В тот же вечер поделился с Маковицким: «Автомобили нашей русской жизни abstehen… У иных лаптей нет, а тут автомобили (3—12 тысяч рублей)».[662]662
Маковицкий Д. П. Дневник, 1 мая 1910 года.
[Закрыть] На следующий день сказал Булгакову: «Вот аэроплан я, должно быть, уж не увижу. А вот они будут летать, – указал он на горбуновских ребятишек. – Но я бы желал, чтобы лучше они пахали и стирали…»
Второго мая Толстой с Булгаковым и Маковицким уезжали в Кочеты к Сухотиным. Софья Андреевна, которая оставалась дома, помогала ему собраться. На вокзале лихорадочно снимал фотограф. Хотя билеты были куплены в третий класс, пришлось ехать вторым – третий был забит. Лев Николаевич разволновался, решил, что все это подстроила жена или железнодорожное начальство, чтобы он не очень устал, и с досадой повторял, что это незаконно.
Протестовал так сильно, что пришлось освободить для него место в третьем классе, где, устроившись на жесткой лавке, наконец успокоился. С любовью смотрел на проносившиеся мимо пейзажи. Сидя напротив, Булгаков любовался им: «Голова, выражения лица, глаз и губ Льва Николаевича были так необычны и прекрасны! Вся глубина его души отражалась в них. С ним не гармонировали багажная корзина и обстановка вагона третьего класса, но гармонировало светлое и широкое голубое небо, в которое устремлен был взор этого гениального человека».[663]663
Булгаков В. Ф. Лев Толстой в последний год его жизни (дневник), 2 мая 1910 года.
[Закрыть]
Глава 3
Завещание
Первые дни в Кочетах были чудесны: вдали от Софьи Андреевны природа казалась Толстому прекрасной, люди – милыми, заботы – необременительными. Письма, которые он пишет Саше, все еще выздоравливающей у Черного моря, полны радости жизни: гуляет по парку, слушает соловьиное пение, любуется ландышами и не может отказать себе в удовольствии сорвать несколько цветков, душу обуревают чувства – одно лучше другого.
Но скоро на первый план выступают всегдашние сомнения: «Опять мучительно чувствую тяжесть роскоши и праздности барской жизни. Все работают, только не я. Мучительно, мучительно», – записывает Лев Николаевич в дневник четвертого мая. И немедленно делится с дочерью: «Очень, очень у меня нарастает потребность высказать все безумие и всю мерзость нашей жизни с нашей глупой роскошью среди голодных, полуголых людей, живущих во вшах, в курных избах».[664]664
Письмо А. Л. Толстой, 9 мая 1910 года.
[Закрыть]
Даже хорошее обращение хозяев со своими слугами или крестьянами кажется ему сомнительным: не лучше ли неприкрытый деспотизм, чем такой замаскированный?

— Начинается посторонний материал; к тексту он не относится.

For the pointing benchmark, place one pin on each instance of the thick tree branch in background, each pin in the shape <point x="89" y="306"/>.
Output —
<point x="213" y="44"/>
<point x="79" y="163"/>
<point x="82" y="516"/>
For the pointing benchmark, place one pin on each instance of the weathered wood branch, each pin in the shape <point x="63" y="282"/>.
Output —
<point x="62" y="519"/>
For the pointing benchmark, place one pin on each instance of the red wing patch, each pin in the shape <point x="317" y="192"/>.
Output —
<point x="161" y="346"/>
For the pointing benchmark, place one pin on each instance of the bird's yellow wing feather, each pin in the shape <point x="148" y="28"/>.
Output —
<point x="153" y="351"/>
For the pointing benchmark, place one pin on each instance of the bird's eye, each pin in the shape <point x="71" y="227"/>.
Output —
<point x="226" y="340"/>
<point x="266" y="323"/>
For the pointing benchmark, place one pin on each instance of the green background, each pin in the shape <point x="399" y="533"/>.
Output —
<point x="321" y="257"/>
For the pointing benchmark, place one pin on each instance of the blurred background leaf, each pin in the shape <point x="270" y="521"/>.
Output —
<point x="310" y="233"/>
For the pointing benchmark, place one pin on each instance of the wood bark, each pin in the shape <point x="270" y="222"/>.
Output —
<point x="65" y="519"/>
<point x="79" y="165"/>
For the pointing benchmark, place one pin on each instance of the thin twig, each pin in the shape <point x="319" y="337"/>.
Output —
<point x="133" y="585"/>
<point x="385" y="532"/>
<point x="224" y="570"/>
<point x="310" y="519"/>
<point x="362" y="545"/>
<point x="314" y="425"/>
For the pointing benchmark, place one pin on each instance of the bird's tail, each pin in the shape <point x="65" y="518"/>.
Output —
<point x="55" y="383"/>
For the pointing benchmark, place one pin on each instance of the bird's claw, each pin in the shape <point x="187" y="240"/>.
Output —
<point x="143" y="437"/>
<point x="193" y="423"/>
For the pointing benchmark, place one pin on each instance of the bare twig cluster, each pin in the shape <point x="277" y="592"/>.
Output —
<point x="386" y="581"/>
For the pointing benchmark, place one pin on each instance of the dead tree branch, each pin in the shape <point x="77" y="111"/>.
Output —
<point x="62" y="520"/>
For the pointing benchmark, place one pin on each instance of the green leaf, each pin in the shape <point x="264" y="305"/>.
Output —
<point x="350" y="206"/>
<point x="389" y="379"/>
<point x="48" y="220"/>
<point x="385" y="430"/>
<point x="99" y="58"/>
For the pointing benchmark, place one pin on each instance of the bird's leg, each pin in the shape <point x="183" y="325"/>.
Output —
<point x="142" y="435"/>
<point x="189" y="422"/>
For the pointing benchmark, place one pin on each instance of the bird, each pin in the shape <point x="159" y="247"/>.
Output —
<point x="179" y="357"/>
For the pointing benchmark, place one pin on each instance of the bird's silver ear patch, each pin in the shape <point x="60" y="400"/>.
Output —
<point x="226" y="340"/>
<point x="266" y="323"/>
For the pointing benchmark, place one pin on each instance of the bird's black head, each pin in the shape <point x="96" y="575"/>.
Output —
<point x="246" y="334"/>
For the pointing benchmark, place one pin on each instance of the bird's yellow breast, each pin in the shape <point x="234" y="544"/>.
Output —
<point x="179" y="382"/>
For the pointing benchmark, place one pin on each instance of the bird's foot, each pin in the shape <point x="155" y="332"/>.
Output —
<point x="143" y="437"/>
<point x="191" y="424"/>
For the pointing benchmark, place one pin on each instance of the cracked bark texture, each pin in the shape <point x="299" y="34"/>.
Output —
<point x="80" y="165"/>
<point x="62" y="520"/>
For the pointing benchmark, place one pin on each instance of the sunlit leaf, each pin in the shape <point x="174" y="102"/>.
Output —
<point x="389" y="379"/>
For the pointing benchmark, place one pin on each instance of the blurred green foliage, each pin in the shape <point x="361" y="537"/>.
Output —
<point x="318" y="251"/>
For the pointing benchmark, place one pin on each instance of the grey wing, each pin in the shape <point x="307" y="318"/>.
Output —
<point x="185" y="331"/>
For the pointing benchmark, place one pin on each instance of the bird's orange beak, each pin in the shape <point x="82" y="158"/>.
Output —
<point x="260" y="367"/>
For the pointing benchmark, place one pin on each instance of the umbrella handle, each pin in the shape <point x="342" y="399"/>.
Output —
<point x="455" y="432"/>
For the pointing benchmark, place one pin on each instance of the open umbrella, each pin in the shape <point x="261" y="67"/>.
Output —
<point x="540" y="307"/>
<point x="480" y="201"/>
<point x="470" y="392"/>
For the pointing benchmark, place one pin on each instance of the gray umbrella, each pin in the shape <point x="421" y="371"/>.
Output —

И вот уже Кочеты не приносят былой радости, но тут приезжает Чертков. Они обнимаются со слезами на глазах. В течение последующих восьми дней следуют взаимные признания, прерываемые только фотографическими сеансами – снимает либо сам Владимир Григорьевич, либо приглашенный и одобренный им специалист. Двадцатого мая учитель и ученик расстаются, пообещав друг другу скорую встречу.
Через неделю после приезда Толстого в Ясную вернулась из Крыма Саша – поздоровевшая, бодрая, с коротко остриженными волосами. Ее сопровождала преданная Варвара Михайловна Феокритова. Увидев их, Софья Андреевна вновь почувствовала себя неспокойно – и та, и другая были сторонницами Черткова. Пока дочь энергично стучала по клавишам «Ремингтона», мать слонялась по дому, бранила слуг и страдала, словно не была здесь хозяйкой. Она заявляла всем и каждому, что измучена, что никто ее не бережет, что управление имением – непосильный груз для женщины ее возраста. Толстой возражал, что никто не заставляет ее все это делать, и предложил совершить путешествие, чтобы сменить образ мыслей. В ответ – крик: ее прогоняют, хотят от нее отделаться, со страшными проклятиями она убежала. Слуги – пешие и конные – отправились на поиски, нашли ее в поле довольно далеко от дома, привезли в коляске. Нервы у нее были напряжены, но прощения она попросила.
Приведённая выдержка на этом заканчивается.